NEW YORK (AP) — Authorities decades ago blew chances to build a case against multimillionaire Robert Durst in the death of his first wife, a suburban New York prosecutor said Wednesday after Durst’s death last week in a California hospital lockup quashed a case that took nearly 40 years to bring.
Westchester District Attorney Mimi Rocah cited “tunnel vision” — and underscored that she wasn’t “putting blame anywhere” — for investigative shortcomings she recapped in a report on her office’s recent re-investigation of the 1982 disappearance of Kathie McCormack Durst. The renewed probe led to a murder indictment this past fall against her incarcerated former husband.
Noting that grand jury secrecy laws prevent divulging some of what investigators learned, the report essentially recaps facts that already had emerged publicly.
“Some missed opportunities by law enforcement officials directing the early stages of the investigation may have contributed to delays in bringing the charges in this case,” Rocah said.
Authorities now “can and must learn from this,” she said, particularly for future investigations involving rich, powerful and high-profile people.
An attorney for Kathie Durst’s family blasted the DA’s remarks as an attempt “to explain away how money, power, and influence allowed a killer to escape justice” and called on Rocah to resign.
“We ask the public to consider why the current Westchester DA and her predecessors remain unwilling to tell the truth about why it took nearly forty years for Robert Durst to be charged,” the lawyer, Robert Abrams, said in a statement.
Durst has always maintained that he last saw his then-wife when he dropped her off in Westchester County for a train to New York City, where they had an apartment and she was in medical school.
Investigators initially let themselves be “guided by Durst’s version of events” despite inconsistencies, Rocah said.

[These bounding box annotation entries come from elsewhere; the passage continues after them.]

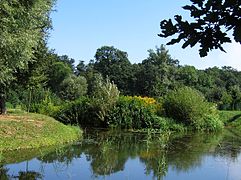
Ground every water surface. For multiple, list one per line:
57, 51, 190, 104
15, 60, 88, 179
0, 130, 241, 180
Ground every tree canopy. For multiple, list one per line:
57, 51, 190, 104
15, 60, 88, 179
159, 0, 241, 57
0, 0, 54, 88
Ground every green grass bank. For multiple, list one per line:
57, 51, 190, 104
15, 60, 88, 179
0, 110, 82, 152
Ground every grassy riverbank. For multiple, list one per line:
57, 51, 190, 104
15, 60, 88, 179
0, 110, 81, 152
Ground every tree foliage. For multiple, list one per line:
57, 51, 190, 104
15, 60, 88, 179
159, 0, 241, 57
0, 0, 53, 85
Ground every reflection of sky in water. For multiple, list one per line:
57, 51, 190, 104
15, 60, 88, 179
164, 155, 241, 180
3, 131, 241, 180
7, 154, 241, 180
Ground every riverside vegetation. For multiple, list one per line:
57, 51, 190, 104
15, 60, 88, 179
0, 110, 81, 154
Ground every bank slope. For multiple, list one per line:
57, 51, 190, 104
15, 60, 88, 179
0, 111, 81, 152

For example, although Durst said the two weren’t having marital problems, one of their Manhattan neighbors told police that his wife had said he had beaten her and repeatedly sought shelter from him in the neighbor’s apartment, once climbing over via their adjacent balconies.
Meanwhile, neighbors he said he had visited in Westchester after dropping her at the train denied that he came over, and a cleaner at the Dursts’ weekend home noticed some unusual things — including what she believed was blood on the dishwasher — and said he had told her to dispose of many of his wife’s possessions shortly after she vanished.
But police didn’t thoroughly search the Westchester home. The investigation remained focused in Manhattan, where a few witnesses reported they had seen Kathie Durst on the night of her disappearance and the dean at her medical school said he had gotten a phone call from her the next day.
A re-investigation that the New York State Police and the DA’s office began in 1999 frayed both those threads of evidence. The witnesses said they were mistaken or uncertain, and evidence developed that the medical school caller who said she was Kathie Durst was actually Susan Berman, a writer who was Robert Durst’s best friend.
Berman was found slain in her home in her Los Angeles in December 2000, before a state police investigator could follow through on plans to interview her.
Durst was convicted in September of killing her, with prosecutors arguing he did so to keep her from incriminating him. Rocah said the Los Angeles case paved the legal way for the New York charges.
Kathie Durst was declared legally dead in 2017, but her body has never been found.